Diese uralten Geschichten, mit ihren vielschichtigen Gedanken, hinterlassen bei mir eine Art Rückstau, den ich nur langsam abarbeiten kann. Die Flucht anzutreten und die Äcker aus der damaligen Zeit noch mal umzupflügen, das macht keinen Sinn. Egal ob der saure Boden unter meinen Füßen das hergibt oder nicht, die Geschichten sind fertig geformt und letztendlich unbrauchbar.
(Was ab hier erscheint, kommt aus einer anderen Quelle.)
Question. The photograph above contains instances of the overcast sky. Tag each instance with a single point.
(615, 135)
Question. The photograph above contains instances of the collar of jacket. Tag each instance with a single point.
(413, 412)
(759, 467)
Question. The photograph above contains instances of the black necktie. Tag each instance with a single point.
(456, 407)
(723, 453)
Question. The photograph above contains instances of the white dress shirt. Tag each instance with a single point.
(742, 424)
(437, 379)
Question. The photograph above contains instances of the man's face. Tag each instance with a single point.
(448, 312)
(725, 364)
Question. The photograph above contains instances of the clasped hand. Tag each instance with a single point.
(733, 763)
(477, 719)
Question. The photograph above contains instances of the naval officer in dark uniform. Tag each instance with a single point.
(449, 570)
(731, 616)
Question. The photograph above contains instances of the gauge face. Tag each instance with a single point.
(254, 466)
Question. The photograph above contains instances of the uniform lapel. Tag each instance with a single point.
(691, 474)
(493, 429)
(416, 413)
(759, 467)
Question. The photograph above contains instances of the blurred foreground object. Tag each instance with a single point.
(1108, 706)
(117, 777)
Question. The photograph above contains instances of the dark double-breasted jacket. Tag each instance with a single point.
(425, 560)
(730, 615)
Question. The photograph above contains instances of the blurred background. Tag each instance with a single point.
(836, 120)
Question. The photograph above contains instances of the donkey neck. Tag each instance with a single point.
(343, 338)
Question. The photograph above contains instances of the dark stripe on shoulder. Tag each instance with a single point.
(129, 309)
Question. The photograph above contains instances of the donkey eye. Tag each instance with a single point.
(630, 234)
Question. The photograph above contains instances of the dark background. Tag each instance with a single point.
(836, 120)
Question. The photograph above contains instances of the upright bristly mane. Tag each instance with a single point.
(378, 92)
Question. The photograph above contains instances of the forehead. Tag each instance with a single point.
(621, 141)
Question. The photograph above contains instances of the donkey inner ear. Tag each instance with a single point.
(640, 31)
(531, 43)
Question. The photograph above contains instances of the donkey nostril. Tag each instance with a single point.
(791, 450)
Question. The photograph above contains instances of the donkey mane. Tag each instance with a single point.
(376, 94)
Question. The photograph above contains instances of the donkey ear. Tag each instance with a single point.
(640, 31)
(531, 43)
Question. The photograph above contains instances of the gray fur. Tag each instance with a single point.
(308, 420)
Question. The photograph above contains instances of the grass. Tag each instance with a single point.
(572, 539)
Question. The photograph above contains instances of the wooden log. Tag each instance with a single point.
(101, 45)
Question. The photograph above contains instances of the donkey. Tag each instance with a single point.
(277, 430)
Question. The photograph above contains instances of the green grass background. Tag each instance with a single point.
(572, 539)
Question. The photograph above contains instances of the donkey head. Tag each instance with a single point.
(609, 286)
Es wird geschehen, egal welche Nuancen meine Gedanken formen. Sie erhalten nicht die Möglichkeit, sich zu verändern. Ich muss wollen, dass die Schönheit der Begierde den hohen Rang einnimmt. Der Anteil am Ganzen rügt in mir das Ungleichgewicht zwischen Gut und Böse, weil eigentlich immer das Böse die Hand führt. Ich sollte das ändern, dringend. Denn die Zeit ist vergänglich und ruft nicht nach Vergeltung oder nach Vergebung. Die Zeit ist hier auf meiner Hand und ich darf sie existieren lassen. Sie hat mich zum Einklang verführt, als ich die Opferrolle hinter mir ließ. Dem Krieg, der das Schlaraffenland in ein Feld des Grauens verwandelte, werde ich keinen Glauben schenken. Niemals werde ich mir das anschauen und darauf reinfallen. Diese zurückliegende Zeit gab dem König kein Geschenk, sondern nur die Bitterstoffe von Galle und Feuerstein. Diese Musik wird bald wieder erklingen. Ich fühle es. Daher ist es notwendig, diese Begierde auszuradieren und ein neues Lied zu komponieren. Und ich weiß, dass das neue Lied die Wolken am Himmel forttreibt. Erst dann werde ich den Azur am weiten Horizont sehen. Erst dann sehe ich, dass die alten Schriften auf der Geburtsurkunde bleiben. Ich bin da, und das ist Beweis genug, um der Begierde zu trotzen.

Ich bin immer gern über den Wuhlesteg gelaufen. Am liebsten, wenn der Himmel sich leicht bewölkt gezeigt hat. Ich schaute mich um und begann es zu genießen, natürlich in der Hoffnung, dass ein kleiner Sonnenstrahl mein Gesicht erwärmte. Dann würde sich alles verlangsamen – das Denken, das Träumen und auch die Einsamkeit.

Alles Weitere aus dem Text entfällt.